In keeping with the ethos of the company The Hippie Kidz gives back to the environment through an initiative where they plant two trees for every t-shirt sold. They also have big plans next year to release a range of ocean creatures printed on hoodies made from recycled plastics found in the ocean. The project will involve local artists and businesses, and when the restrictions are lifted they hope to run events to raise awareness of the plastics polluting our oceans.
Sharon McDermott’s interest in her business was piqued while she was living in Turkey, she began producing bedding made with good quality Turkish cotton.
Upon her return home to Co Cork six years ago she brought her ideas and supply chain with her and began selling her wares through farmers markets.
"Customers started to ask me for clothing and so I added some baby gifts, and some baby grows," she explains. "About a year and a half in I found a factory in Turkey and I started to design just a couple of pieces, generally girl’s dresses particularly for occasion wear."
"I had four very good years where I was manufacturing a nice amount, I started to work with two different factories," she continues. "It was very exciting."
She began Ky Ky Kids and a successful wholesale operation with 35 Irish retailers on her books at the time Covid arrived in Ireland.
"It was like a domino effect last March, every phone call was 'I'm sorry I have to cancel’ or "I'm sorry, I have to send stuff back’," she explains, "and to be honest, it was terrifying to say the least because these would have been orders I would have taken weeks and months in advance."
She had no option but to increase her B2C sales online, something she had previously been doing but on a very low level.
"With the help of the LEO Online Trading Voucher and working with a fantastic lady Joan Kelleher in the Mallow office, I turned it around by pushing everything online and selling directly to the customer," she explains.
"I had a complete shutdown for months," she says, "I really wondered if I would pull through it.
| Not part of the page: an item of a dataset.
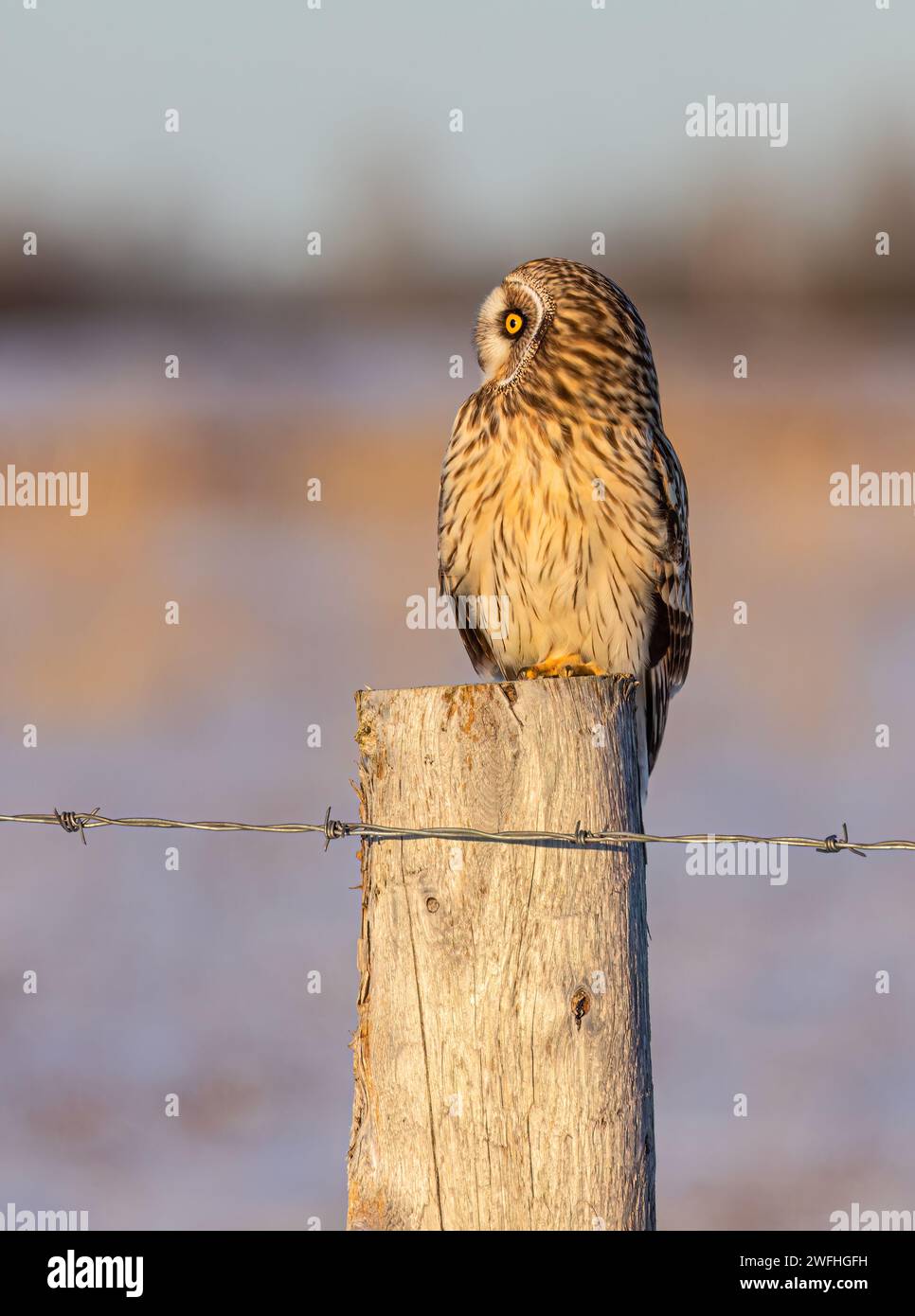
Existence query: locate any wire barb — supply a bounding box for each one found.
[54,804,101,845]
[324,804,350,854]
[816,823,868,860]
I had to discount a lot to clear stock, and then it was just very much a matter of deciding what I had to do for this season."
"The most important thing was to cancel large orders for the Autumn/Winter, because I couldn’t again be guaranteed that shops would take what they used to take - that was a call I had to make," she adds.
McDermott has begun selling wholesale on a small scale for now and has adapted her business to working remotely, something that might be a positive to come out of her ‘business during Covid’ experience.
"I did some sales to some of the shops via Zoom calls," she says. Business really can be done remotely."
"I live in a country area and my studio is near my house. Also, I'm a single parent, so I have to work around those hours, it has to be flexible."
"With Zoom calls I can still work wholesale. I think I'm more organised where all my products are now on the website and for January and February I hope again to increase my volume," she adds.